O centro da freguesia de Guadalupe fica situado a sudoeste de Santa Cruz, a cerca de 3 km desta vila, na planície das Courelas.
Se excluirmos os lugares da Vitória e da Ribeirinha, é a única freguesia da ilha que não tem acesso directo ao mar.
Presentemente, a freguesia de Guadalupe é constituída pelos lugares das Almas, Barro Branco, Brasileira, Feteira, Pontal, Ribeirinha e Vitória. Segundo a tradição e as fontes escritas, o nome desta paróquia teve origem numa pequena ermida mandada construir por Domingos Pires da Covilhã, para albergar uma imagem desta invocação de Nossa Senhora, trazida do México por aquele personagem. Durante muitos anos e enquanto não foi constituída paróquia independente, esta igreja foi sufragânea à de Santa Cruz.
Como a população cresceu, foi necessário ampliar a pequena ermida. Aos 22 de Maio de 1713 foi lançada a primeira pedra, tendo-se celebrado a primeira missa naquele novo templo aos 5 de Agosto de 1756.
A actual igreja possui um corpo de três naves, tendo na cabeceira a capela-mor e duas capelas laterais. Este templo tem também coro alto.
Além da igreja referida, na freguesia de Guadalupe, podemos encontrar as igrejas de Nossa Senhora da Esperança (Ribeirinha) e de Santo António da Vitória, e ainda as ermidas de S. Miguel Arcanjo, nas Almas, e a de Nossa Senhora da Vitória, na Vitória.
O milho e o trigo encontraram as melhores condições de desenvolvimento na superfície de Guadalupe e noutras áreas mais pequenas, onde os solos são planos, e por isso a esta freguesia se designou de «celeiro da ilha».
Na parte mais ocidental desta freguesia e até ao mar, os terrenos muito permeáveis foram utilizados para as plantações de vinha, quase exclusivamente da casta «verdelho».
Hoje, em muitos dos terrenos em que outrora se cultivou o trigo, servem de pastagens para o gado e para culturas diversificadas. A maioria da população desta freguesia vive do sector primário.
Em termos de infra-estruturas sócio-culturais e desportivas, a freguesia de Guadalupe possui uma escola do 1.o ciclo, que funciona no centro da freguesia, e uma pré-escola na Vitória, a Casa do Povo, o Sporting Clube de Guadalupe, o Clube do Barro Branco, a Sociedade Recreativa da Vitória e a Irmandade de Nossa Senhora da Esperança da Ribeirinha.

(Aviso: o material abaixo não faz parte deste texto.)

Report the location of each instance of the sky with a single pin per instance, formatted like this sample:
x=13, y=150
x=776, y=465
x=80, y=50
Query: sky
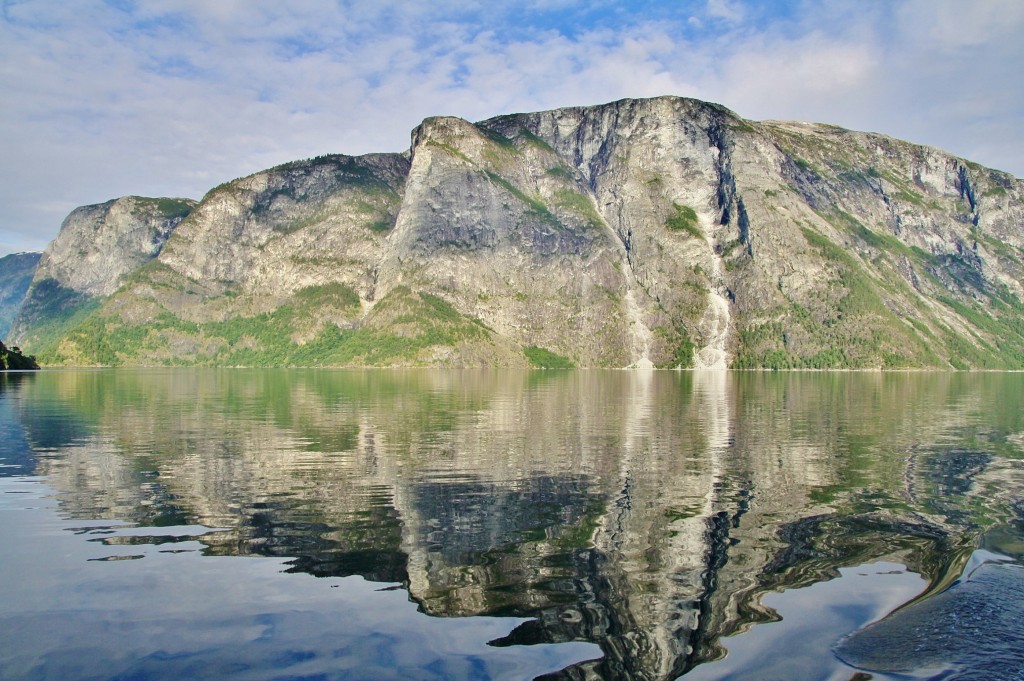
x=103, y=98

A Casa do Povo de Guadalupe tem instalações polivalentes, nomeadamente um salão, estruturas de apoio a festas e um polidesportivo, e neste edifício funcionam também a Junta de Freguesia de Guadalupe, a Filarmónica União Progresso Guadalupense e o Grupo Folclórico da Casa do Povo de Guadalupe.

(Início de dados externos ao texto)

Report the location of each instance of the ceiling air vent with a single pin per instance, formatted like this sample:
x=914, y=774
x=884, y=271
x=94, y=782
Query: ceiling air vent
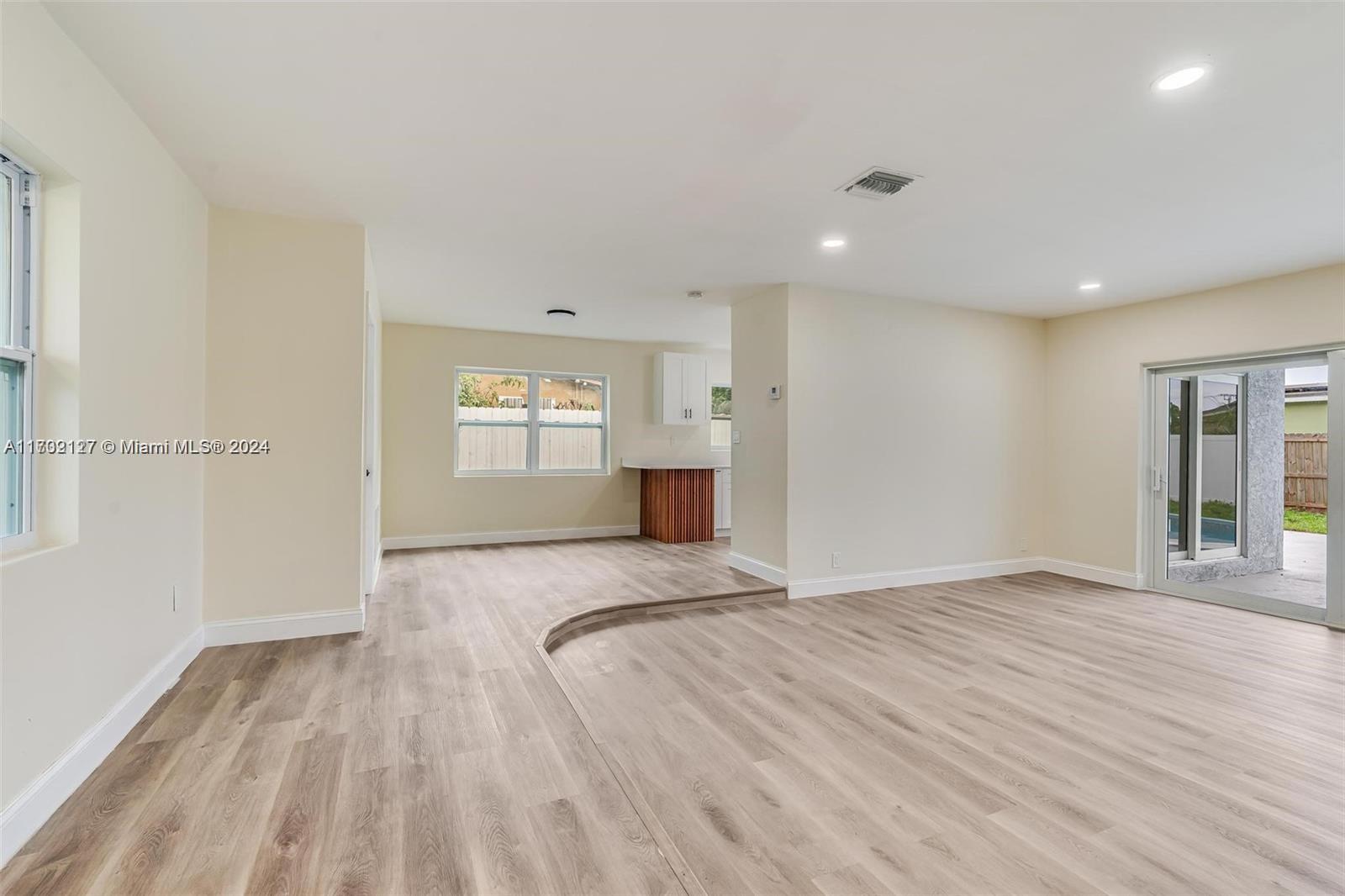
x=878, y=183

O desporto nesta freguesia, o futebol, é representado pelo referido Sport Clube de Guadalupe e praticado num campo sintético pertencente à Junta de Freguesia. Falando ainda de aspectos culturais, referência para o Coro de Nossa Senhora de Guadalupe, pertencente à Igreja do mesmo nome, que interpreta repertórios do foro religioso e profano. Jorge António Cunha
Heráldica Brasão: escudo branco, duas espigas verdes, realçadas de negro; ao centro, estrela azul; na parte inferior, cacho de uvas, de parra verde e uvas roxas. Coroa mural de prata de três torres. Listel branco, com a legenda a negro, em maiúsculas «GUADALUPE». Bandeira verde. Cordão e borlas a verde e branco. Jorge António Cunha
2 Sede da freguesia de Guadalupe, do concelho de Santa Cruz da Graciosa, fica situada no interior, entre 70 e 80 m de altitude, estendendo-se ao longo da estrada que a liga à vila de Santa Cruz da Graciosa. M. Eugénia S. de Albergaria Moreira
Bibl. Costa, F. J. (1845), Memória Estatística e Histórica da ilha Graciosa. Angra do Heroísmo, Imp. de Joaquim José Soares. Ferreira, A. B. (1968), A Ilha Graciosa. Lisboa, Instituto de Alta Cultura. Instituto Nacional de Estatística (1960), Recenseamento Geral da População no Continente e Ilhas Adjacentes. Lisboa, INE, I, 1. Id. (2001), Censos 2001. Resultados Preliminares. Região Autónoma dos Açores. Lisboa, INE. Moniz, A B. C. (1883), Ilha Graciosa. Descrição Histórica e Topographica. Angra do Heroísmo, Imp. da Junta Geral. Pereira, V. C. D. (1986), Igrejas e Ermidas da Graciosa. Angra do Heroísmo, Direcção Regional dos Assuntos Culturais.